数年先の地方自治を象徴する風景

沖縄の八重山毎日新聞に、気になる記事がありました。

2023年10月14日付 八重山毎日新聞 「改正条例案を可決 「適正処理困難物」値上げへ

 石垣市議会(我喜屋隆次議長)の臨時会最終日が13日あり、本会議で市がスプリング入りベッドマットなど「適正処理困難物」の処理手数料を、2000―4000円に値上げする一部改正条例案が賛成多数で可決された。条例案は当局側が一部訂正し、施行日を当初のことし12月1日から来年4月1日に延ばした。

 「石垣市廃棄物の処理及び清掃に関する条例の一部を改正する条例」は、経済民生委員会が審査中だった。13日、当局が開始日付を訂正し再審査した。

 委員の大道夏代氏は県内11市の事例をあげ、那覇市を除き、スプリング入りマットレスやソファは1個当たり200~600円で処理しているとし、「石垣は現在の400円から10倍の4000円に引き上げようとしている。あまりに高い。果たしてごみの減量化につながるのか」と価格を下げるよう申し入れ、反対の意思を示した。

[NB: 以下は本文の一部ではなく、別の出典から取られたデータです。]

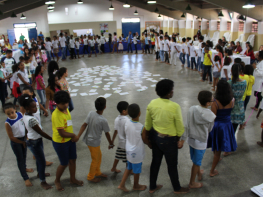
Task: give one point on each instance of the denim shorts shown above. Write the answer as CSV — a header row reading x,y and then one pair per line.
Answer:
x,y
196,156
135,167
65,151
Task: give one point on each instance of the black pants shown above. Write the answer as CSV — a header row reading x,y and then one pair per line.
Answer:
x,y
102,48
166,56
167,147
207,69
147,47
259,98
129,47
73,53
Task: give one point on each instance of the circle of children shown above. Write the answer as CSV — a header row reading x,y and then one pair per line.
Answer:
x,y
205,128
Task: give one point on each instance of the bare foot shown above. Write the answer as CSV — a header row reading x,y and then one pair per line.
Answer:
x,y
29,170
140,187
115,170
123,188
58,186
28,183
200,176
157,188
183,190
95,180
45,185
195,185
77,182
212,174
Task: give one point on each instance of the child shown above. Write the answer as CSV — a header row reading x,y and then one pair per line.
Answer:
x,y
166,49
216,71
119,126
34,135
134,148
16,132
63,139
41,85
200,121
96,125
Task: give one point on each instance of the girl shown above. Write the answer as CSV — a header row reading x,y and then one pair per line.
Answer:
x,y
222,136
53,86
62,74
40,84
120,47
16,132
216,71
35,134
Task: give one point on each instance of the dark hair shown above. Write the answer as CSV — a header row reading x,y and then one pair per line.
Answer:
x,y
122,105
52,66
248,70
8,106
30,89
100,103
25,100
61,72
61,97
134,110
204,97
164,87
38,70
235,72
223,92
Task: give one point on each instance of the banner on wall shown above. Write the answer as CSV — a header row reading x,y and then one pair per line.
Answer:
x,y
104,28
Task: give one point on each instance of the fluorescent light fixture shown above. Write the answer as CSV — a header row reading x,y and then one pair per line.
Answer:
x,y
126,5
151,2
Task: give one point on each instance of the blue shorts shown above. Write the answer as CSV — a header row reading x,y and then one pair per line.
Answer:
x,y
65,151
197,156
135,167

 環境課の担当者は、県外自治体の料金や民間で請け負う処理費用などを参考に算出したことを説明。

 (中略)

 採決の結果、改正条例案は与党・中立系13、野党系8の賛成多数で可決された。

スプリング入りベッドマットは、「スプリング等を安全に処分できるレベルまで分別すること」が非常に困難であるため、「適正処理困難物」と呼ばれています。

単純に埋立てるだけであれば、分別の手間は掛かりませんが、それだけ埋立容量を圧迫することになるため、離島においては、そのような杜撰な方法で処分することはほぼ不可能です。

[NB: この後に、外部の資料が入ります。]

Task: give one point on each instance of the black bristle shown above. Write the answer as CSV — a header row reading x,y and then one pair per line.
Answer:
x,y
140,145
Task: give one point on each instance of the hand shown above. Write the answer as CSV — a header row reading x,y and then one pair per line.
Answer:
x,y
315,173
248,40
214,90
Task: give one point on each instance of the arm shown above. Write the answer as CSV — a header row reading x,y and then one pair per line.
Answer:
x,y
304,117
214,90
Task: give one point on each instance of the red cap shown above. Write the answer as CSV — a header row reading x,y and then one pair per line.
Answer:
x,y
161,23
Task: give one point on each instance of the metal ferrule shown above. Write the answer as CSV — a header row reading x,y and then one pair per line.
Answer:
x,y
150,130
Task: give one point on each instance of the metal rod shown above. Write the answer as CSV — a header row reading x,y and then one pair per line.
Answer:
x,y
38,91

それゆえに、島内で主に人手で分解するか、島外に持ち出して分解してもらうかの二択となりますが、いずれの場合でも、廃棄物処分費はかなり高額となります。

単純にコスト面だけで考えると、島外に持ち出す場合は、

スプリング入りマットレスやソファは1個当たり200~600円で処理

は不可能であり、石垣市が想定する「4千円」でも足らないかもしれません。

言うまでもなく、「本当のコスト」と「住民が負担する処理費用」の差額は、行政が負担しています。

この費用負担の構造自体は将来においても維持されていくはずですが、石垣市で起こりつつある問題は、「地方自治体が、これまでと同様の(高割合の)コスト負担に耐えられなくなってきた」ことの現れではないでしょうか?

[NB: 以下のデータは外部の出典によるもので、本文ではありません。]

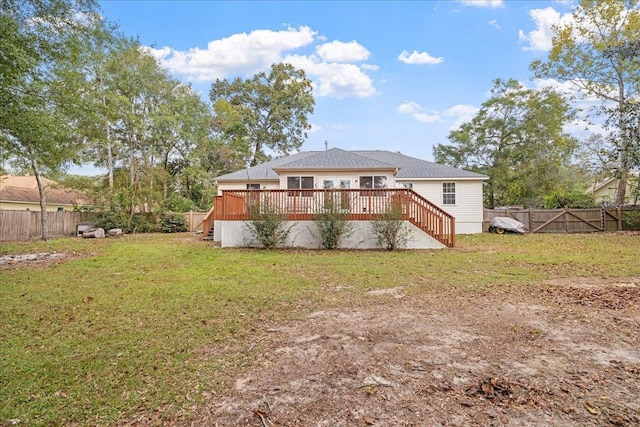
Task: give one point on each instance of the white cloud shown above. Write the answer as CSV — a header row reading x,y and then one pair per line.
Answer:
x,y
314,128
370,67
483,3
427,118
240,53
419,58
544,19
331,70
417,112
461,113
333,79
408,107
338,51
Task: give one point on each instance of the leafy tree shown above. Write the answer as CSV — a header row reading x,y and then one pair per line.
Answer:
x,y
598,53
150,124
264,112
516,139
40,83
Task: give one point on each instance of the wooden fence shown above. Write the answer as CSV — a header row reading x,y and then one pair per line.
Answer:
x,y
194,220
570,220
25,225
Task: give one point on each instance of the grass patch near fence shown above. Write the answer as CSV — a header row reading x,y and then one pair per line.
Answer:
x,y
157,324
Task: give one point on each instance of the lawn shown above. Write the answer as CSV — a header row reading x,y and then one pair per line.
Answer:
x,y
123,328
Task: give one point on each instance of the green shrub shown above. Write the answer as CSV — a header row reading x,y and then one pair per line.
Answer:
x,y
268,225
110,219
389,228
139,223
631,220
333,224
173,223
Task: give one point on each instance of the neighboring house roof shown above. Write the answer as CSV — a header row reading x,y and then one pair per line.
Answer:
x,y
25,189
337,159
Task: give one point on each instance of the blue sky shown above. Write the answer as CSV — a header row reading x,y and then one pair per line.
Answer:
x,y
393,76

それを前提とするならば、インフラサービス及びインフラ整備と分類できるすべての地方自治体の行政サービスにおいて、今後同様の傾向が年々強まるものと予測できます。

実際のところ、一昔前までならば、道路の舗装に陥没が放置されることはほとんどありませんでしたが、近年では、徐々に道路整備の間隔が長くなり、場所によっては、陥没やひび割れが生じてもそのまま放置されているケースが増えているように思います。

そうなった理由は、これも言わずもがなかもしれませんが、「少子高齢化に伴う人口減少と、インフラサービスや整備に割く予算の減少」にありそうです。

2012年に高速道路のトンネル天井が落盤した事故がありましたが、2023年現在では、道路のみならず、橋脚等のインフラ設備の劣化が一斉に進んでいることも周知の事実です。

「ベッドマットレスの処分費に4千円」という金額は、市民感覚からすると、大きな痛みを伴う出費であることは事実ですが、日本、特に地方自治体が置かれた状況から考えると、全国どこの地方においても、今後は行政サービスの受益者負担費用の高額化が進むように思えます。

もちろん、その痛みをできるだけ小さく低減させることが政治の役割ではあるのですが、これまでのように「住民の痛みはゼロ」とできる財源が無い以上、我々住民側もある程度の負担増を覚悟しておく必要がありますね。